Dabei kam man zu dem Schluss, dass die Aufgabe der TID RG Würzburg, auf regionaler Ebene die Menschen besser über das Schicksal der Tibeter informiert und sensibilisiert werden müssen. Frau Bürgermeisterin und die Gastgebenden StadträtInnen sicherten spontan ihre tatkräftige Unterstützung zu und machten konkrete Vorschläge, wie die Würzburger Bürger über Tibet aufgeklärt werden könnte, so z.B. durch den Besuch in Schulen. Darüber hinaus werden am Flaggentag, dem Gedanken an den tibet. Aufstand in Lhasa gegen die chinesischen Besatzer, am 10. März die tibetische Flagge am Bahnhofsvorplatz und (beantragt) am Würzburger Rathaus mahnend wehen.

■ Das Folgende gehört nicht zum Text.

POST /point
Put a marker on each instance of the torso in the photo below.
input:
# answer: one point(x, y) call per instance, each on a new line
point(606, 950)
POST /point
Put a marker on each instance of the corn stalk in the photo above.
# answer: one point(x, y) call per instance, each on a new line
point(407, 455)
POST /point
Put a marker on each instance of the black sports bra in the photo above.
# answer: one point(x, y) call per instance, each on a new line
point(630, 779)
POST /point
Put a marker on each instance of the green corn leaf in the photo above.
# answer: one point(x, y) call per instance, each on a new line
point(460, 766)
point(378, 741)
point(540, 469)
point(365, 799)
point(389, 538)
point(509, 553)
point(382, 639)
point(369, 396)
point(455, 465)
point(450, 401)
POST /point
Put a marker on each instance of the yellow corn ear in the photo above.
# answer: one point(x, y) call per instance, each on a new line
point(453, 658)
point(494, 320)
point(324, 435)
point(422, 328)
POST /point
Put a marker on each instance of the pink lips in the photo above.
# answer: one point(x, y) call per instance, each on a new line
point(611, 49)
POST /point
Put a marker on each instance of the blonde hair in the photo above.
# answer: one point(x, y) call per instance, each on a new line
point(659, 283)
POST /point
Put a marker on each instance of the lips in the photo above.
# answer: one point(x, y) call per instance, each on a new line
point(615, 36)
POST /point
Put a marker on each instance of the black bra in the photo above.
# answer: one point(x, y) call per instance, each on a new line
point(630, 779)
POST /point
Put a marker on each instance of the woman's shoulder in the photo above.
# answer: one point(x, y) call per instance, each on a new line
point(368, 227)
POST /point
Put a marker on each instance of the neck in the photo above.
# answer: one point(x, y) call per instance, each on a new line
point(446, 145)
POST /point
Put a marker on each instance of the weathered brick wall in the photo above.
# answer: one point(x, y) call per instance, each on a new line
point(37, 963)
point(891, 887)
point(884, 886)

Die beiden tibetischen Besucher haben sich über den herzlichen Empfang und die zugesicherte Unterstützung sehr gefreut und konnten mit der Gewissheit, neue Verbündete gefunden zu haben, ihre Weiterreise nach Düsseldorf und zum TID Regionalgruppentreffen im Frankfurter Römer am Wochenende antreten.